WWE are genuinely concerned about the threat of AEW and chairman Vince McMahon has been taking steps to ensure his company remains ahead of the curve despite the falling ratings in recent months. AEW, while maintaining that they are not directly competing with WWE, have been taking digs at the established promotion and executive vice-presidents of AEW The Young Bucks – Matt and Nick Jackson - again took a jab by suggesting their television program will not “oversaturate” the wrestlers by using them too often like it is being done in “mainstream” wrestling today.

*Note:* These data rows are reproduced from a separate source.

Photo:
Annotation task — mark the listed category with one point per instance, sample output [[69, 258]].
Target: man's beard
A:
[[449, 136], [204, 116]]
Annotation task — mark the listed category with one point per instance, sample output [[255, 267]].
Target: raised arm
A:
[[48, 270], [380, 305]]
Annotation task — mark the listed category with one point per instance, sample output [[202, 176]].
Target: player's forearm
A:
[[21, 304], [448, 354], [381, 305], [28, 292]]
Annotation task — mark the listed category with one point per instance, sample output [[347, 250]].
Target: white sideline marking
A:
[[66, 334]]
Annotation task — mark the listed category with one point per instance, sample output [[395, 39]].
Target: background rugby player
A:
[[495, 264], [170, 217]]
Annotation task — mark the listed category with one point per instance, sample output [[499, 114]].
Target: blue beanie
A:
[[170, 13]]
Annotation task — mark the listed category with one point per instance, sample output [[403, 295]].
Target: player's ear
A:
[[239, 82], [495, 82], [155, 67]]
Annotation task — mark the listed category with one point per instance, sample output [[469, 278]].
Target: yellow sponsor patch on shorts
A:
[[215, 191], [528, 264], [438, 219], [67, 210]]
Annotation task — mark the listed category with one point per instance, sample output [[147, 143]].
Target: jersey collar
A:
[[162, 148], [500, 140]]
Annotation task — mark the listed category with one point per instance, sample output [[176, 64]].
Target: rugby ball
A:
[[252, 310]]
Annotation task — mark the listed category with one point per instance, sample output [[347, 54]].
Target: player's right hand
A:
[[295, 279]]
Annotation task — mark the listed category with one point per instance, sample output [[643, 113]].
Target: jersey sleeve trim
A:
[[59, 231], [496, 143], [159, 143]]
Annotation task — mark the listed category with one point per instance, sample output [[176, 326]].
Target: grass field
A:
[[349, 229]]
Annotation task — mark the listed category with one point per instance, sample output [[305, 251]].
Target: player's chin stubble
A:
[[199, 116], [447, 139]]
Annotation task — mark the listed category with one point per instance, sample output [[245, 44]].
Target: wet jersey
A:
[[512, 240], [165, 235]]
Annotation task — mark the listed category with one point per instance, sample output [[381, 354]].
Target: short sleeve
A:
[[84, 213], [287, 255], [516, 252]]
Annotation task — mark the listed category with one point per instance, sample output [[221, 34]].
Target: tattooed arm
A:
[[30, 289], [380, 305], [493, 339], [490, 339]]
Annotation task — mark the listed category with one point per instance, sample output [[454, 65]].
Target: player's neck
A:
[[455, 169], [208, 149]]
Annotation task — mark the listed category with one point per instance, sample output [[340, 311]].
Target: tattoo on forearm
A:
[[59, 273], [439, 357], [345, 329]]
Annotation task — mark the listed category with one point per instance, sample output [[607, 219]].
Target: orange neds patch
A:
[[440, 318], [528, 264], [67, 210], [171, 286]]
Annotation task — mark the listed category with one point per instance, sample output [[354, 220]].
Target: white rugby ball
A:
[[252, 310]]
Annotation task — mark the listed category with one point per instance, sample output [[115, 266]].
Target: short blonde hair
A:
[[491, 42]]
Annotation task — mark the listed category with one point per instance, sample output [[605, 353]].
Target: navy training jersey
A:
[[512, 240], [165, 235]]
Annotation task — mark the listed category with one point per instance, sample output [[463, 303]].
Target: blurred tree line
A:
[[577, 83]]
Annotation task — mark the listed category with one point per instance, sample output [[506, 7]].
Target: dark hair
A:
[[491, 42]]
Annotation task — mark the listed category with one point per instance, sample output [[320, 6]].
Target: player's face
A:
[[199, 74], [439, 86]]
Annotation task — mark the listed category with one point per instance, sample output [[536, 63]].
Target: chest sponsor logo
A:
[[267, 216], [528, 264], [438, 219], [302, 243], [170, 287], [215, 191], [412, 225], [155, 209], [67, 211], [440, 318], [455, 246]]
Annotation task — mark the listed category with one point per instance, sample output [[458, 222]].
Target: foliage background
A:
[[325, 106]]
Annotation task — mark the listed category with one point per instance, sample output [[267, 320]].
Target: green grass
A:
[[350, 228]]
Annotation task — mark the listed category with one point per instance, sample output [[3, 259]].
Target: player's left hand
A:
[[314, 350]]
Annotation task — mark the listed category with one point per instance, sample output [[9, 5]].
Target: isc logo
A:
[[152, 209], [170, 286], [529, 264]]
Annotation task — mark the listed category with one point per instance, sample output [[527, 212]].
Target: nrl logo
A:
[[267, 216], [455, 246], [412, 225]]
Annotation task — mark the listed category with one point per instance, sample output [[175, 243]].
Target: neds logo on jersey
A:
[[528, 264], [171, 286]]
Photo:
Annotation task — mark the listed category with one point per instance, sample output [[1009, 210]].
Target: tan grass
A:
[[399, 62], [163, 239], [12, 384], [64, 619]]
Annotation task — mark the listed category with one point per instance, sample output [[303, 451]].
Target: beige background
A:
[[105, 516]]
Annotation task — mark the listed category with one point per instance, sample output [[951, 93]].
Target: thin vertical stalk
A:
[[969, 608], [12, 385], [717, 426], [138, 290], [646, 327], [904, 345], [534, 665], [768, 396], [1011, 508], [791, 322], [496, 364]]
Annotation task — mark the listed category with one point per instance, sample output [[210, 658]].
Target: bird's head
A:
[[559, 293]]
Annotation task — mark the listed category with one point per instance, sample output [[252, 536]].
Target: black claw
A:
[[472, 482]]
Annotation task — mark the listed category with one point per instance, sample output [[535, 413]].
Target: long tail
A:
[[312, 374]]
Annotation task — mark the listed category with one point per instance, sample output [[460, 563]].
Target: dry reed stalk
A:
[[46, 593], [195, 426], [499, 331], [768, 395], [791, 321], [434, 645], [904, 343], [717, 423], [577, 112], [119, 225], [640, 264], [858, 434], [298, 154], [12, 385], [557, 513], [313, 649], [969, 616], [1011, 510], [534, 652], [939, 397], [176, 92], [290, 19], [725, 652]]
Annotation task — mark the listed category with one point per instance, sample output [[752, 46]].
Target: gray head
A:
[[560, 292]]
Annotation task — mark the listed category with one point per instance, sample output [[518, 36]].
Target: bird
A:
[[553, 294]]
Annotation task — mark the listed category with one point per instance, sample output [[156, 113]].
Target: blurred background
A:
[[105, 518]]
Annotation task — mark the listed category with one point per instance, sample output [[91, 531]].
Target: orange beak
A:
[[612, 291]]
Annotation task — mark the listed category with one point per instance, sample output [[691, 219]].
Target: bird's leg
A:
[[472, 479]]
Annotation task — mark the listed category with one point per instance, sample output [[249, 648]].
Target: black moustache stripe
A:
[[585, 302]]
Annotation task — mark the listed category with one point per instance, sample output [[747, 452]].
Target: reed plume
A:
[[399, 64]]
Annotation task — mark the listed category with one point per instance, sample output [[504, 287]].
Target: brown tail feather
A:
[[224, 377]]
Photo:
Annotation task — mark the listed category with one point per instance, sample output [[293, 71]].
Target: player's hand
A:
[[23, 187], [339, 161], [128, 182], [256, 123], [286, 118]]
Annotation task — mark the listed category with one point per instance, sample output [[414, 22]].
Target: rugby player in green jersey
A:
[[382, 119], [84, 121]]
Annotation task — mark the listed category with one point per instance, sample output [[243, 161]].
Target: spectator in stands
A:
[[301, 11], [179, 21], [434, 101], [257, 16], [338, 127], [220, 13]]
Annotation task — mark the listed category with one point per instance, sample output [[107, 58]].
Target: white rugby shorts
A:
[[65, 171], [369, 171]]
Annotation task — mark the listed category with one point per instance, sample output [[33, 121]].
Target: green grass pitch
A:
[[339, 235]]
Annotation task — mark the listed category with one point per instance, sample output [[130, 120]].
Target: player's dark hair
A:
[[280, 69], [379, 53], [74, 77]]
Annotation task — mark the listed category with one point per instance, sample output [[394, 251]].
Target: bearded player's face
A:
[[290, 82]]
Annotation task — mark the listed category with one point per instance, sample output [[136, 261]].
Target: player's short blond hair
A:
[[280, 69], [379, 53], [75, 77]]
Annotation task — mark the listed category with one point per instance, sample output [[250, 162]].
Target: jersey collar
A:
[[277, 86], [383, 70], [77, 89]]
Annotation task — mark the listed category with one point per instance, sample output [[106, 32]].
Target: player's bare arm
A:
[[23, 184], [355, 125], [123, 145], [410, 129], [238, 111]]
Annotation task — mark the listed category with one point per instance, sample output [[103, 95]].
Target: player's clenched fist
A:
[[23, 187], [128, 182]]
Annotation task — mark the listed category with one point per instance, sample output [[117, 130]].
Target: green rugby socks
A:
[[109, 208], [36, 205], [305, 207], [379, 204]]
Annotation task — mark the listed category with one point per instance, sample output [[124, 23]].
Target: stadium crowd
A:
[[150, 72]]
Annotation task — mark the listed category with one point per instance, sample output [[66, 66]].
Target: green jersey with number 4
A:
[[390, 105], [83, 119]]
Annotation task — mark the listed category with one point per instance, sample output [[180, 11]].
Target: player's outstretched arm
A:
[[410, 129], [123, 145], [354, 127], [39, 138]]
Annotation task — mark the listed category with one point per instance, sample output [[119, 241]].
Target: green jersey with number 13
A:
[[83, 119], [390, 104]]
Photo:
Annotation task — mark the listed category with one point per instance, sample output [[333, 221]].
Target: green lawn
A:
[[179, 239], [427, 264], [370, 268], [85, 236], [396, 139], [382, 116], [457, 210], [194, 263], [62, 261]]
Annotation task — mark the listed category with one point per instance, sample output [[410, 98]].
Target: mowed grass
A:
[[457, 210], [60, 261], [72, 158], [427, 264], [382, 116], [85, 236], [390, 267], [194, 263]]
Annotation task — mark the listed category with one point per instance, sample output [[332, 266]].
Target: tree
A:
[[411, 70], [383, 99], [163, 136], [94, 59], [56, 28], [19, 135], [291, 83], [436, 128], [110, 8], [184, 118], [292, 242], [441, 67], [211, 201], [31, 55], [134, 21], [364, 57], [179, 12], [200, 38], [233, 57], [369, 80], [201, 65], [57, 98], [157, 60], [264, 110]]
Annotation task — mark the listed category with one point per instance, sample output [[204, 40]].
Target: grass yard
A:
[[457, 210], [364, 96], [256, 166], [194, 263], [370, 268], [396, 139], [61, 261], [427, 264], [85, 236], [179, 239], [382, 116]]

“Our characters won’t be over-saturated. That’s a problem for the current product for mainstream wrestling right now. You see wrestlers way too often, way too many times, and you become fatigued with that character and that superstar, and they lose that superstardom,” Nick Jackson said during a recent interview with Decider.

The WWE logo hangs on a wall at a media conference announcing the all-star lineup of WWE WrestleMania XIX at ESPN Zone in Times Square in New York City, March 18, 2003. Mark Mainz/Getty Images

AEW owner Tony Khan also spoke about how the wrestlers in WWE are required to travel five days a week for their televised and live in-house shows and made it clear that wrestlers on his promotion will not be forced to do so. They will be given off days when they are not required to be part of the program.

"We’re basing the company to be way more wrestler-friendly and in terms of the scheduling, because we’re not going to have a constant touring of five nights a week or anything like that, six nights a week never,” Khan said. “And really focusing on that and building the big events, big pay-per-views and streaming specials.”

“It’s not about forcing everybody into the show to do one dumb segment just to show them in the show. We’re not going to drag people in and make them travel.”

Matt Jackson, the other half of The Young Bucks agreed with Khan and his brother, stating: “I don’t think everybody has to be on the show every week, necessarily. Like if they’re not needed like Tony said, maybe they stay home that week. Or we just give them a little bit in the back. Sometimes it’s just too much. But if we give them a little bit of flavor every week or every other week I think it would be fine. I really do.”